CS 6210: Matrix Computations

Hessenberg QR iteration

Author

David Bindel

Published

October 29, 2025

Road map

Last lecture had two major themes:

  1. We discussed power iteration and various ways of speeding it up through spectral transformations, particularly shift-invert transformations. We also pointed out that Rayleigh quotients make excellent shifts (albeit with extra factorization costs).

  2. We discussed orthogonal iteration (aka simultaneous iteration).

This is a promising set of ingredients, but:

  1. We are often as interested (or more) in eigenvalues as we are in eigenvectors, but our iterations so far are focused on the vectors and subspaces.

  2. One step of Rayleigh quotient iteration seems to cost \(O(n^3)\).
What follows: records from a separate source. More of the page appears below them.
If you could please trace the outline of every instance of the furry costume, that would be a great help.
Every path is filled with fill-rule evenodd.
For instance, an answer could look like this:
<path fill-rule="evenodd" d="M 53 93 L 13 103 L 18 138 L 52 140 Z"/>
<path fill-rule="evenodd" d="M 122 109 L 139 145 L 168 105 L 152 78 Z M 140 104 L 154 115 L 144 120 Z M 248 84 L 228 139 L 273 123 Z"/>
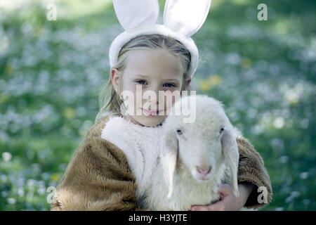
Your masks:
<path fill-rule="evenodd" d="M 124 150 L 127 147 L 131 148 L 132 153 L 125 154 L 113 143 L 103 139 L 106 137 L 119 143 L 116 139 L 119 136 L 114 134 L 113 136 L 111 136 L 114 129 L 105 129 L 105 124 L 110 122 L 110 116 L 104 117 L 94 124 L 75 151 L 54 193 L 51 210 L 144 210 L 137 205 L 136 195 L 140 192 L 137 190 L 136 176 L 144 178 L 149 176 L 150 172 L 145 168 L 150 168 L 150 165 L 144 162 L 138 167 L 135 162 L 136 160 L 140 161 L 138 157 L 144 158 L 144 153 L 137 151 L 144 146 L 145 142 L 136 138 L 136 144 L 133 145 L 135 141 L 132 141 L 131 146 L 126 146 L 129 141 L 123 141 L 126 138 L 124 136 L 125 134 L 120 134 L 124 137 L 121 148 Z M 119 120 L 117 122 L 119 122 Z M 126 126 L 126 124 L 119 126 Z M 126 127 L 127 133 L 140 130 L 137 129 L 138 125 L 131 126 L 133 129 L 128 129 L 129 125 Z M 109 123 L 109 127 L 113 127 L 113 124 Z M 159 127 L 142 127 L 141 129 L 144 128 L 148 128 L 147 131 L 156 134 L 159 134 L 160 129 Z M 152 136 L 152 133 L 148 137 Z M 151 145 L 153 149 L 157 144 L 154 140 L 154 137 L 147 140 L 148 146 Z M 246 139 L 241 138 L 237 141 L 239 152 L 238 182 L 248 181 L 257 187 L 266 187 L 268 203 L 270 202 L 272 195 L 271 184 L 263 159 Z M 138 144 L 139 148 L 135 147 Z M 134 159 L 132 158 L 133 153 L 136 157 Z M 152 159 L 154 159 L 154 155 Z M 152 163 L 154 161 L 149 162 Z M 140 176 L 140 174 L 142 175 Z M 140 182 L 140 189 L 145 188 L 145 180 L 138 181 L 138 183 Z M 265 203 L 258 202 L 258 194 L 260 193 L 255 187 L 245 207 L 258 208 L 264 206 Z"/>

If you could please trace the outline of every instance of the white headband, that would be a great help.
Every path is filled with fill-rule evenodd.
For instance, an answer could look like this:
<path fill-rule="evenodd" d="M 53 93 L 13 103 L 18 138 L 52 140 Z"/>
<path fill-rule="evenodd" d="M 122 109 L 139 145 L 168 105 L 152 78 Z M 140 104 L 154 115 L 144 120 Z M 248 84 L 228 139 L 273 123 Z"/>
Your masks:
<path fill-rule="evenodd" d="M 124 32 L 112 42 L 110 65 L 117 63 L 123 46 L 140 34 L 158 34 L 181 42 L 191 54 L 188 75 L 192 77 L 199 63 L 199 52 L 191 36 L 206 19 L 211 0 L 166 0 L 164 24 L 156 24 L 159 13 L 158 0 L 113 0 L 113 6 Z"/>

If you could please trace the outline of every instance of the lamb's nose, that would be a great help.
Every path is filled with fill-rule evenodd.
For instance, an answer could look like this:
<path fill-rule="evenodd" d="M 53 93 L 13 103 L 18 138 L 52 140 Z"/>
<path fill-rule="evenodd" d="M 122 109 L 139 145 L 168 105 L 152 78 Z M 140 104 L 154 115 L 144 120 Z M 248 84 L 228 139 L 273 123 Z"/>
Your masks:
<path fill-rule="evenodd" d="M 206 175 L 211 172 L 212 167 L 211 166 L 202 166 L 202 167 L 197 167 L 197 169 L 201 174 Z"/>

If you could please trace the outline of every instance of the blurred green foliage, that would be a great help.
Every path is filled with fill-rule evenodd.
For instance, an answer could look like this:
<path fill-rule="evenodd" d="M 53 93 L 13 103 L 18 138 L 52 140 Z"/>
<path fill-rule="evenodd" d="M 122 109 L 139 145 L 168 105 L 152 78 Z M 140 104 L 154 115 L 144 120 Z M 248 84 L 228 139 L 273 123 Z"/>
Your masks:
<path fill-rule="evenodd" d="M 0 6 L 0 210 L 49 210 L 123 32 L 111 1 L 53 2 L 56 21 L 46 1 Z M 221 101 L 263 157 L 274 192 L 263 210 L 316 210 L 315 15 L 312 0 L 214 0 L 192 37 L 192 89 Z"/>

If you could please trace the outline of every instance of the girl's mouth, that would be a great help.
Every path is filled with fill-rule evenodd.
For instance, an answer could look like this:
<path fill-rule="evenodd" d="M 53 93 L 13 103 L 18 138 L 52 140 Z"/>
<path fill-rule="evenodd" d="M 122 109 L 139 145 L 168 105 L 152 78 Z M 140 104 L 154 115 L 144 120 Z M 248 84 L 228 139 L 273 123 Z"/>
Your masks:
<path fill-rule="evenodd" d="M 144 108 L 142 108 L 142 110 L 144 112 L 145 115 L 157 115 L 159 113 L 159 112 L 162 111 L 162 110 L 152 111 L 152 110 L 145 110 Z"/>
So does one step of orthogonal iteration. This is very expensive.

  3. We know how to use shifts to accelerate the convergence of power iteration (with Rayleigh quotients as a good source of shifts). But while this gives good local convergence, it’s unclear how to get good global convergence. It’s also unclear what we should do to converge to complex conjugate eigenpairs of real matrices.
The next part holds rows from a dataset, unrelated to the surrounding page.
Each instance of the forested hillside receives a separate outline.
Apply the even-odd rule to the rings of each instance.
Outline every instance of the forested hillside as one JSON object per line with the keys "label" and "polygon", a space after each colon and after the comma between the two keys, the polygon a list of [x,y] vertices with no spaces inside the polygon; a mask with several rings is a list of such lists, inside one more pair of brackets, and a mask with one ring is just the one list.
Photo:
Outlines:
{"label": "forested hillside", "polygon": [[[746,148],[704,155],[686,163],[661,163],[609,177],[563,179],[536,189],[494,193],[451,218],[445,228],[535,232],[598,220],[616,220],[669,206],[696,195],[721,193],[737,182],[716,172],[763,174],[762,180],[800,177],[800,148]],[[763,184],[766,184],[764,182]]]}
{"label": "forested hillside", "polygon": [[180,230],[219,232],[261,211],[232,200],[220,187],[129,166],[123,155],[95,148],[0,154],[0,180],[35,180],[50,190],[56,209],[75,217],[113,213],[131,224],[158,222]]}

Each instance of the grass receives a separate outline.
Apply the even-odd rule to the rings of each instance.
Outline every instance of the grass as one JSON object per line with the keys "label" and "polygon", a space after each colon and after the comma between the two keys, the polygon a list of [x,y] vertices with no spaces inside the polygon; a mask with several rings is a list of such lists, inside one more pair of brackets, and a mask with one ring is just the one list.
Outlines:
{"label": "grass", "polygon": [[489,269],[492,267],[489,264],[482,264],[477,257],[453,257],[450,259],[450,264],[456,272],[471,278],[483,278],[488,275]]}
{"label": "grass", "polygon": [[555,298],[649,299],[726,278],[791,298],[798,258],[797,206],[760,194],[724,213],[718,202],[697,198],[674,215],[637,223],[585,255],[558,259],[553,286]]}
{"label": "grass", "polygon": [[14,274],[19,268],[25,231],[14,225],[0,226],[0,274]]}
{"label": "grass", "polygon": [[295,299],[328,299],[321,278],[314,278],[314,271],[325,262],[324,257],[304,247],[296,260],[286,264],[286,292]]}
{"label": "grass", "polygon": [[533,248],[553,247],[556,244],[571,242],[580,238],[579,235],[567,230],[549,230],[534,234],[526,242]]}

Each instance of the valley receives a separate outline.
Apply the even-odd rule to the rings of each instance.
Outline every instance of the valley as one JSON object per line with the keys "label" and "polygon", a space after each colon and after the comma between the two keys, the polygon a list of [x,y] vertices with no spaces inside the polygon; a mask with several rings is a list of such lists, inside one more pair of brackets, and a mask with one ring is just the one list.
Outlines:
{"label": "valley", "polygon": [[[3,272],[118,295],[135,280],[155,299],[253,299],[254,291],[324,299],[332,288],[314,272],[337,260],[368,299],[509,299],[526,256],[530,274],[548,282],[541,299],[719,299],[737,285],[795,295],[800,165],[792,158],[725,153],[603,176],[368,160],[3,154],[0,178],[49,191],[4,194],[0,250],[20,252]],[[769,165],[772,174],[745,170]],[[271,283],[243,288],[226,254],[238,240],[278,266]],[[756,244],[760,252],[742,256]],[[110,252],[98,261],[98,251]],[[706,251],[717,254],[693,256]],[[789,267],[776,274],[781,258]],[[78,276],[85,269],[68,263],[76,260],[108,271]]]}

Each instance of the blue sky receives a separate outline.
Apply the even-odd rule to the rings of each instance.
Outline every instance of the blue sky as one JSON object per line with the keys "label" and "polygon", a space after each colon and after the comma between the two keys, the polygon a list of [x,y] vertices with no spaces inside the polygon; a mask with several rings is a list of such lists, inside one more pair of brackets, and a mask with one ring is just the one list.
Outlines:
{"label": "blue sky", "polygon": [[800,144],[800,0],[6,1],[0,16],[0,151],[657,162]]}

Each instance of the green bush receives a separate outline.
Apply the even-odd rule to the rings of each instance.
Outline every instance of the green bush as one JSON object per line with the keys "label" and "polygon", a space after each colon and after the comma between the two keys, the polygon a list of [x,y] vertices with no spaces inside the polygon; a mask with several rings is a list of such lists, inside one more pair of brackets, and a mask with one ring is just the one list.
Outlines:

In this lecture, we will treat each of these issues in turn.

Orthogonal iteration re-interpreted, take 1

Consider the orthogonal iteration as repeatedly applying a mapping \(Q \mapsto Q'\) given by \[ AQ = Q'R. \] Last time, we observed that \[ AQ_{:,1:k} = Q'_{:,1:k} R_{1:k,1:k}, \] i.e. this is equivalent to doing orthogonal iteration with subspaces of size \(k\) for \(k = 1, 2, \ldots\).
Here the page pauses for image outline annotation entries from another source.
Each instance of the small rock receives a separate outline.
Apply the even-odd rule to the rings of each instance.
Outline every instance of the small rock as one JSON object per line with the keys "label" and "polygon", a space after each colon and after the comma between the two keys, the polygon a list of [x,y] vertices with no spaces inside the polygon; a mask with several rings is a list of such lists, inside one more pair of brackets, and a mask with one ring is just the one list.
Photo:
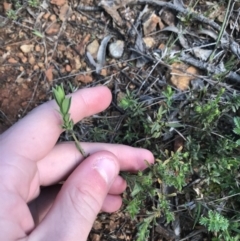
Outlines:
{"label": "small rock", "polygon": [[92,55],[94,59],[97,58],[98,49],[99,43],[96,39],[87,46],[87,51]]}
{"label": "small rock", "polygon": [[35,64],[35,58],[34,58],[34,56],[33,56],[32,54],[28,57],[28,62],[29,62],[31,65],[34,65],[34,64]]}
{"label": "small rock", "polygon": [[38,65],[35,64],[35,65],[33,66],[33,70],[39,70]]}
{"label": "small rock", "polygon": [[21,58],[21,61],[22,61],[22,63],[27,63],[27,57],[25,57],[25,56],[23,56],[22,58]]}
{"label": "small rock", "polygon": [[156,44],[155,40],[152,37],[144,37],[143,42],[146,44],[148,49],[153,48]]}
{"label": "small rock", "polygon": [[109,44],[109,53],[113,58],[119,59],[123,55],[124,42],[122,40],[117,40]]}
{"label": "small rock", "polygon": [[43,18],[44,18],[45,20],[47,20],[50,15],[51,15],[51,13],[47,12],[47,13],[45,13],[45,14],[43,15]]}
{"label": "small rock", "polygon": [[69,64],[66,65],[65,69],[66,69],[67,72],[71,72],[72,71],[72,68],[71,68],[71,66]]}
{"label": "small rock", "polygon": [[40,52],[40,51],[41,51],[40,45],[37,44],[37,45],[35,46],[35,51],[36,51],[36,52]]}
{"label": "small rock", "polygon": [[23,81],[24,81],[24,78],[17,78],[17,79],[16,79],[16,82],[17,82],[18,84],[22,84]]}
{"label": "small rock", "polygon": [[189,85],[196,75],[199,74],[199,70],[193,66],[188,67],[184,63],[173,63],[171,65],[171,83],[178,89],[184,91],[189,88]]}
{"label": "small rock", "polygon": [[161,19],[153,13],[147,21],[143,23],[143,32],[144,36],[147,36],[148,34],[156,31],[157,25],[159,25],[159,28],[162,29],[164,27]]}
{"label": "small rock", "polygon": [[91,83],[93,81],[93,77],[91,75],[79,74],[75,77],[75,80],[80,81],[84,84],[88,84],[88,83]]}
{"label": "small rock", "polygon": [[67,19],[70,14],[72,13],[72,9],[68,6],[67,3],[65,3],[61,8],[58,17],[60,20],[64,21]]}
{"label": "small rock", "polygon": [[39,63],[38,63],[38,67],[39,67],[40,69],[43,69],[43,68],[44,68],[44,64],[43,64],[42,62],[39,62]]}
{"label": "small rock", "polygon": [[18,61],[17,61],[16,59],[14,59],[14,58],[9,58],[9,59],[8,59],[8,63],[10,63],[10,64],[16,64],[16,63],[18,63]]}
{"label": "small rock", "polygon": [[52,21],[52,22],[55,22],[57,20],[57,16],[55,14],[52,14],[50,17],[49,17],[49,20]]}
{"label": "small rock", "polygon": [[100,75],[107,76],[107,69],[102,69]]}
{"label": "small rock", "polygon": [[169,10],[164,9],[160,14],[161,19],[168,26],[175,26],[175,15]]}
{"label": "small rock", "polygon": [[50,26],[45,30],[45,33],[47,35],[56,35],[59,33],[59,30],[60,30],[60,24],[53,23],[53,24],[50,24]]}
{"label": "small rock", "polygon": [[33,48],[34,48],[33,44],[24,44],[24,45],[20,46],[20,49],[24,54],[32,52]]}
{"label": "small rock", "polygon": [[8,3],[7,1],[3,2],[3,9],[4,12],[6,13],[7,11],[9,11],[10,9],[12,9],[12,3]]}

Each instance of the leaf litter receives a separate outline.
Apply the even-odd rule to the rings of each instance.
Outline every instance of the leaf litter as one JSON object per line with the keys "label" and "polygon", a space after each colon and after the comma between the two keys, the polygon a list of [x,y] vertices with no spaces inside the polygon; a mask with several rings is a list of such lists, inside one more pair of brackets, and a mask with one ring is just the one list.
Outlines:
{"label": "leaf litter", "polygon": [[[126,89],[156,105],[166,85],[171,84],[178,93],[174,98],[183,101],[182,107],[189,101],[182,96],[209,85],[239,91],[239,3],[233,6],[218,44],[226,6],[209,1],[191,4],[181,0],[85,0],[81,4],[75,0],[45,0],[38,8],[23,5],[17,9],[3,1],[0,130],[50,99],[51,88],[58,83],[66,88],[68,83],[76,88],[108,86],[113,92],[113,105],[103,117],[118,117],[116,132],[124,119],[119,118],[122,110],[117,107],[117,99],[125,96]],[[16,11],[17,19],[7,15],[9,10]],[[228,65],[223,62],[227,57],[232,59]],[[224,81],[218,82],[220,77]],[[173,112],[171,118],[178,114],[178,110]],[[80,124],[81,139],[89,140],[90,129],[98,121],[95,117]],[[181,135],[176,140],[174,146],[184,145]],[[135,240],[138,221],[131,220],[124,208],[110,215],[101,213],[89,240]],[[192,230],[191,223],[184,219],[178,220],[175,228],[160,221],[156,230],[152,228],[151,240],[206,237],[205,229]],[[181,233],[176,235],[180,226]]]}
When \(Q\) is a unitary matrix, we can take the inverse conjugate transpose of both sides to get that \[ A^{-*} Q = Q' R^{-*}. \] Now using the lower triangularity of \(R^{-*}\), we observe that \[ A^{-*} Q_{:,k:n} = Q'_{:,k:n} R_{k:n,k:n}^{-*} \] for \(k = 1, 2, \ldots\). That is, just as the first \(k\) columns are undergoing subspace iteration with \(A\), the last \(k\) columns are undergoing subspace iteration with \(A^{-*}\). In particular, the last column of \(Q\) is undergoing power iteration with a (conjugate) inverse transform! And if we want to apply a (conjugtate) shift-invert transform, we need only consider iteration with \[ Q \mapsto Q' \mbox{ via } (A-\sigma I) Q = Q'R. \]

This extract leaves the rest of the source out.